I vividly recall much tecno chatter from years back when it was announced by intel that beginning with pentium 4 and all future chips would be made with built-in backdoors. At the time the announcement boosted the sales of amd chips significantly because at least at the time amd had no intentions of building their chips with backdoors.... or so we were told anyway.

intel and amd may not knowingly be building backdoors, but it's all the 3d party vendors that supply chips to the likes of intel, amd, ibm, etc. that are of real concern.

there's always going to be vulnerabilities, the difference with firmware/hardware related stuff is being able to test it all. realistically, there isn't a method for doing so. software you can always fingerprint, do pattern recognition, etc. but with firmware/hardware the stuff can lay dormant for years and only be triggered under very specific, unknown inputs.

It has been very uneventful for me. Less obtrusive than Vista updates, and no issues.

Yes, the auto-updates are uneventful most of the time. But some of them can be troublesome, as my daughter found out.

On my WinXP setup I found the safest way to install upgrades was to do them manually: I checked Microsoft's security alerts, made a note of the patches that needed to be installed, waited about 2 weeks until Microsoft worked out all the bugs, and then installed them myself one patch at a time (making sure to back up everything first).

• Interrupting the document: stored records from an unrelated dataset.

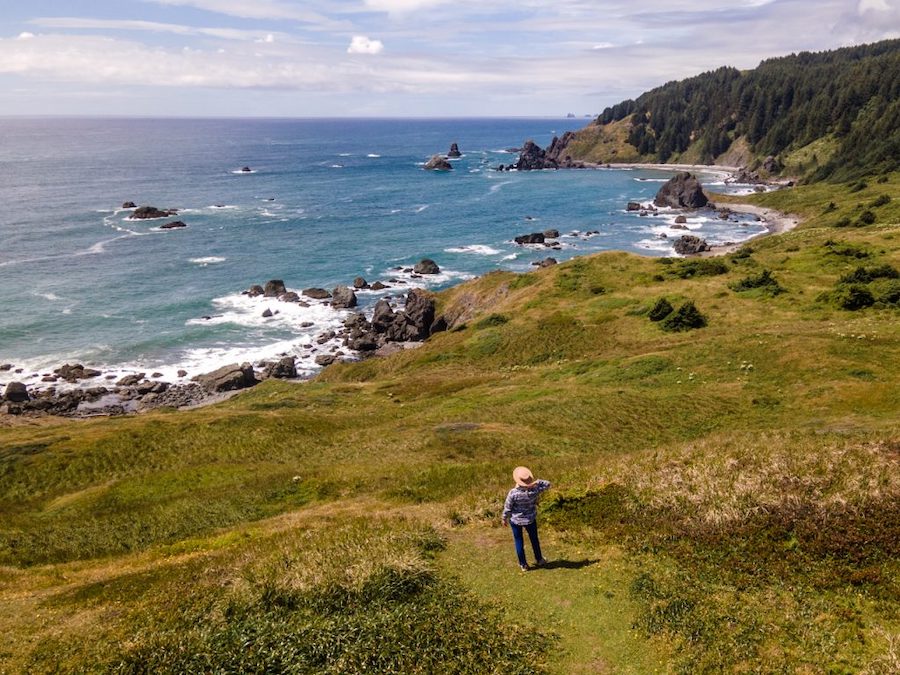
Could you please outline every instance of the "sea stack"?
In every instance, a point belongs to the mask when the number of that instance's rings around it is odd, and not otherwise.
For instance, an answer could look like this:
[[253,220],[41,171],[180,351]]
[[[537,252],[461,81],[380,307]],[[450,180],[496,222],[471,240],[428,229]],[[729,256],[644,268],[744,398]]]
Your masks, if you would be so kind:
[[706,206],[709,199],[696,176],[680,171],[659,189],[653,203],[674,209],[699,209]]
[[451,171],[453,165],[443,155],[434,155],[425,163],[426,171]]
[[459,151],[459,146],[456,143],[450,144],[450,152],[447,153],[447,157],[462,157],[462,153]]

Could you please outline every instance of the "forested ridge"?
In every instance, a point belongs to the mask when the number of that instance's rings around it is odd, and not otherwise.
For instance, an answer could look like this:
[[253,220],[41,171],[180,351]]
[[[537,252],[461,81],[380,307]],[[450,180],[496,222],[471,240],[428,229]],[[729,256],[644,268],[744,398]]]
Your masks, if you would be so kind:
[[900,40],[723,67],[609,107],[604,126],[631,118],[628,143],[652,161],[692,151],[711,163],[735,141],[785,161],[817,143],[800,170],[855,178],[900,165]]

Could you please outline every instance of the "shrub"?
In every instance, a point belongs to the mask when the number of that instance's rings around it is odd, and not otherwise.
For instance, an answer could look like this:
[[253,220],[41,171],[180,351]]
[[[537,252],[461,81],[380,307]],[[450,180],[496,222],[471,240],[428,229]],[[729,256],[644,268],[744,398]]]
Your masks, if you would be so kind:
[[884,206],[885,204],[890,204],[891,198],[889,195],[878,195],[875,200],[869,204],[873,209],[877,209],[879,206]]
[[763,270],[755,276],[744,277],[740,281],[731,284],[730,288],[735,293],[751,291],[756,288],[765,289],[765,291],[771,295],[784,293],[784,288],[778,283],[778,280],[772,276],[772,273],[769,270]]
[[834,202],[828,202],[828,206],[825,207],[825,209],[822,211],[822,213],[831,213],[832,211],[836,211],[836,210],[837,210],[837,204],[835,204]]
[[857,246],[856,244],[851,244],[846,241],[834,241],[833,239],[828,239],[823,246],[828,253],[842,258],[862,259],[868,258],[871,255],[862,246]]
[[869,210],[863,211],[859,214],[859,223],[861,225],[871,225],[875,222],[875,214]]
[[647,317],[651,321],[662,321],[667,316],[669,316],[669,314],[671,314],[674,309],[675,308],[672,307],[672,303],[670,303],[665,298],[660,298],[656,301],[656,304],[653,305],[653,309],[650,310],[650,313],[647,315]]
[[480,330],[482,328],[493,328],[495,326],[502,326],[505,323],[509,322],[509,317],[503,314],[491,314],[490,316],[485,317],[481,321],[475,324],[476,330]]
[[844,216],[834,224],[835,227],[850,227],[850,219]]
[[867,187],[869,187],[869,184],[866,181],[861,180],[850,186],[850,192],[862,192]]
[[857,267],[849,274],[845,274],[839,280],[839,284],[868,284],[875,279],[898,279],[900,272],[890,265],[878,265],[877,267]]
[[677,333],[694,328],[703,328],[707,325],[706,317],[700,313],[693,301],[688,301],[670,314],[663,322],[662,329],[670,333]]
[[872,292],[865,286],[849,284],[838,286],[832,294],[835,304],[841,309],[856,311],[875,304]]
[[690,258],[679,260],[670,270],[670,274],[679,279],[692,277],[713,277],[728,272],[728,265],[714,258]]
[[900,279],[888,279],[881,284],[873,284],[875,299],[884,305],[900,305]]

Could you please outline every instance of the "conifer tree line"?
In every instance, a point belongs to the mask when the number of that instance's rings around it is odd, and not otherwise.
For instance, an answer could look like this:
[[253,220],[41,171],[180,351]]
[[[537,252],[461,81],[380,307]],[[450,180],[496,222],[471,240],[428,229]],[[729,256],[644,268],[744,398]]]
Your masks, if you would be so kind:
[[740,137],[760,157],[830,137],[836,150],[810,167],[811,180],[886,173],[900,168],[900,40],[719,68],[607,108],[596,123],[631,115],[628,142],[660,162],[695,143],[712,162]]

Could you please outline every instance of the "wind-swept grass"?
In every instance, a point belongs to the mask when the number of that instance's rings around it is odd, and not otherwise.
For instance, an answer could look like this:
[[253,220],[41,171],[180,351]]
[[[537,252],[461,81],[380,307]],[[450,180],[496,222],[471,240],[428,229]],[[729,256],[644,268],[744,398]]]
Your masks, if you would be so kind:
[[[311,383],[0,428],[0,671],[889,672],[900,322],[828,294],[893,292],[900,179],[854,189],[754,197],[807,220],[715,264],[486,275]],[[518,464],[590,565],[523,580]]]

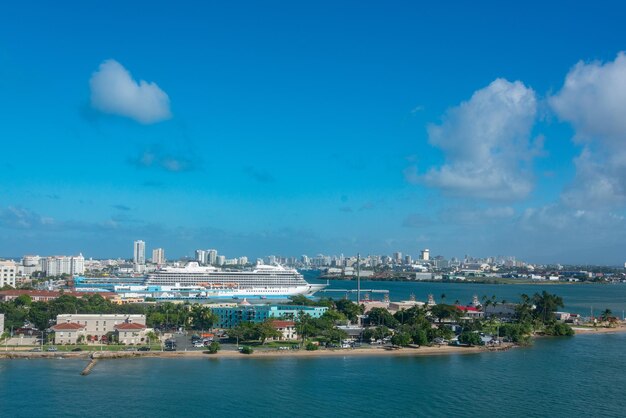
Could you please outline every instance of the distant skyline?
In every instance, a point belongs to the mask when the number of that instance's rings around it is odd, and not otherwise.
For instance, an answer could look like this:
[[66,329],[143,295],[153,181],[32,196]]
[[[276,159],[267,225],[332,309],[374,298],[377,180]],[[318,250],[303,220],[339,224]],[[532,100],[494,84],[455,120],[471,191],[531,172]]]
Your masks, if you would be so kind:
[[620,2],[13,2],[0,255],[626,261]]

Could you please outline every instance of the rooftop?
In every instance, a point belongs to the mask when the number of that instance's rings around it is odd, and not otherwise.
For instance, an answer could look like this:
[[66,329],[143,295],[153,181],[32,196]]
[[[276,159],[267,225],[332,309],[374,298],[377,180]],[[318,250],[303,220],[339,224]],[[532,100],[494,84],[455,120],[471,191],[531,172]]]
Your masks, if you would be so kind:
[[85,326],[77,324],[76,322],[65,322],[62,324],[56,324],[51,328],[53,331],[78,331],[79,329],[85,328]]

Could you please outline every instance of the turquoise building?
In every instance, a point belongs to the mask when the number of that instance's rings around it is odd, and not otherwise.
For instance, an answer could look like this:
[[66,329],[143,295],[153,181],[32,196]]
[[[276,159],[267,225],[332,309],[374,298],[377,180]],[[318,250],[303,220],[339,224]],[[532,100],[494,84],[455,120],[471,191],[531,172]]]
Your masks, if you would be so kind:
[[242,322],[263,322],[266,319],[298,319],[300,313],[319,318],[328,310],[325,306],[246,305],[211,308],[218,316],[218,328],[233,328]]

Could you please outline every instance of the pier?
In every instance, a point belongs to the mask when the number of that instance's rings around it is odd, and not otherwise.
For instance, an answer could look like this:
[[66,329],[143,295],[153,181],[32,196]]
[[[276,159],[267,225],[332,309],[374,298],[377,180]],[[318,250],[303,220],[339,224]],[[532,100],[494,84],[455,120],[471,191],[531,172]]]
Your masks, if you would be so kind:
[[85,367],[83,371],[80,372],[80,375],[87,376],[89,373],[91,373],[91,370],[96,366],[97,363],[98,363],[98,359],[95,359],[92,357],[87,367]]

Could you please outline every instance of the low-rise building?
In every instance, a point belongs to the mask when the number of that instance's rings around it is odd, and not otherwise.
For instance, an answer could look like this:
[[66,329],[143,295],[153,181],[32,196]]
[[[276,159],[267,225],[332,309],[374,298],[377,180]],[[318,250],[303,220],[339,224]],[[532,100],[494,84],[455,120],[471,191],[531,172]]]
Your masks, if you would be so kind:
[[106,299],[115,297],[113,292],[60,292],[56,290],[24,290],[24,289],[11,289],[0,291],[0,302],[10,302],[17,299],[21,295],[28,295],[33,302],[48,302],[58,298],[61,295],[75,296],[81,298],[83,296],[91,296],[98,294]]
[[102,337],[105,337],[105,340],[108,338],[108,333],[117,333],[118,328],[116,328],[116,326],[120,324],[140,324],[143,326],[143,329],[145,331],[146,316],[128,314],[57,315],[57,325],[70,323],[84,325],[84,332],[88,341],[101,341],[103,339]]
[[114,326],[115,337],[120,344],[143,344],[146,341],[146,325],[124,322]]
[[4,332],[4,314],[0,313],[0,335]]
[[85,325],[76,322],[64,322],[50,328],[54,332],[55,344],[77,344],[85,340]]
[[425,305],[424,302],[420,302],[417,300],[403,300],[400,302],[389,302],[389,312],[391,313],[396,313],[398,311],[401,311],[403,309],[411,309],[415,306],[417,307],[423,307]]
[[293,321],[272,321],[272,326],[282,335],[275,340],[289,341],[297,340],[298,333],[296,331],[296,323]]
[[263,322],[267,319],[297,319],[301,313],[319,318],[328,310],[325,306],[299,305],[240,305],[237,307],[210,307],[217,315],[219,328],[233,328],[242,322]]
[[496,303],[495,305],[484,306],[483,310],[487,317],[495,316],[501,319],[511,319],[516,315],[516,307],[516,303]]
[[462,319],[477,319],[477,318],[482,318],[485,315],[483,311],[473,306],[460,306],[460,305],[455,305],[455,306],[457,307],[457,309],[463,312]]

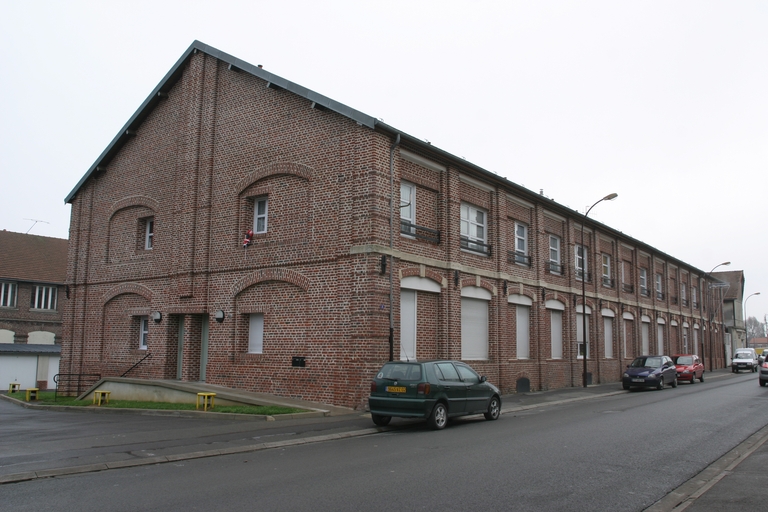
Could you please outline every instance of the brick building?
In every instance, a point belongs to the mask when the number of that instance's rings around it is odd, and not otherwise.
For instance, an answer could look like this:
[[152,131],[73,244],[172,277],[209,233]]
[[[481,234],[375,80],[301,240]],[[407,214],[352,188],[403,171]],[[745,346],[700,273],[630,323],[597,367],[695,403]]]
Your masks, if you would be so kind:
[[594,382],[723,365],[706,273],[200,42],[66,201],[62,371],[359,407],[391,354],[548,389],[581,384],[584,311]]
[[43,389],[53,385],[67,302],[67,243],[61,238],[0,231],[3,386],[19,380]]

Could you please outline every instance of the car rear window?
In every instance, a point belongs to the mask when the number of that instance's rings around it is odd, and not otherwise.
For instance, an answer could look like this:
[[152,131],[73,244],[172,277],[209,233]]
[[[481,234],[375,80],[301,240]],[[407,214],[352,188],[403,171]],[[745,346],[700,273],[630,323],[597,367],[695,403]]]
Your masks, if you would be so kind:
[[677,361],[675,361],[675,364],[693,364],[693,357],[692,356],[680,356],[677,358]]
[[632,368],[658,368],[661,366],[660,357],[638,357],[630,365]]
[[413,363],[385,364],[377,375],[379,379],[417,381],[421,380],[421,365]]

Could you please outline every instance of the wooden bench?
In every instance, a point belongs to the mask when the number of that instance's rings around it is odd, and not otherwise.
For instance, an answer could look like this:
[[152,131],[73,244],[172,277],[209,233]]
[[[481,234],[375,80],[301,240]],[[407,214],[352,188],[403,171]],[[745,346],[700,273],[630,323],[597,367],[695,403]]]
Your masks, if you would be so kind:
[[37,396],[37,393],[40,391],[39,388],[28,388],[27,389],[27,402],[30,400],[39,400],[39,397]]
[[200,399],[203,399],[203,410],[208,410],[208,405],[213,409],[213,401],[216,398],[216,393],[198,393],[197,402],[195,403],[195,409],[200,409]]
[[8,393],[15,393],[21,389],[21,384],[18,382],[11,382],[8,384]]
[[[102,391],[102,390],[97,389],[96,391],[93,392],[93,403],[98,405],[99,407],[101,407],[101,400],[104,399],[104,403],[108,404],[109,403],[109,394],[110,393],[111,393],[111,391]],[[98,403],[97,403],[97,401],[98,401]]]

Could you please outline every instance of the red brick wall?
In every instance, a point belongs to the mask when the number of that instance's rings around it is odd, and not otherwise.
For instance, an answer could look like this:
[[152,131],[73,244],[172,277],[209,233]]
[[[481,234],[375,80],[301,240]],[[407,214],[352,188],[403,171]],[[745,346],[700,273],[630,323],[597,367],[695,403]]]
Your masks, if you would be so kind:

It's true my upgrade method left my system unpatched for some time, but it usually takes Microsoft several weeks to identify and fix zero-day exploits while they're on the loose anyway. In the case of Flame, it took them several years to figure out what had happened, and AFAIK they still don't have a fix.

The whole Windows Update mechanism is a cobbled together kludge. When it breaks, it breaks bad.

IMO, the single best thing that Linux has going for it is it's system for package management. I remember being totally blown away by Synaptic, once it finally dawned on me how it worked in a big picture sense -- which did take a bit of a "Eureka" moment.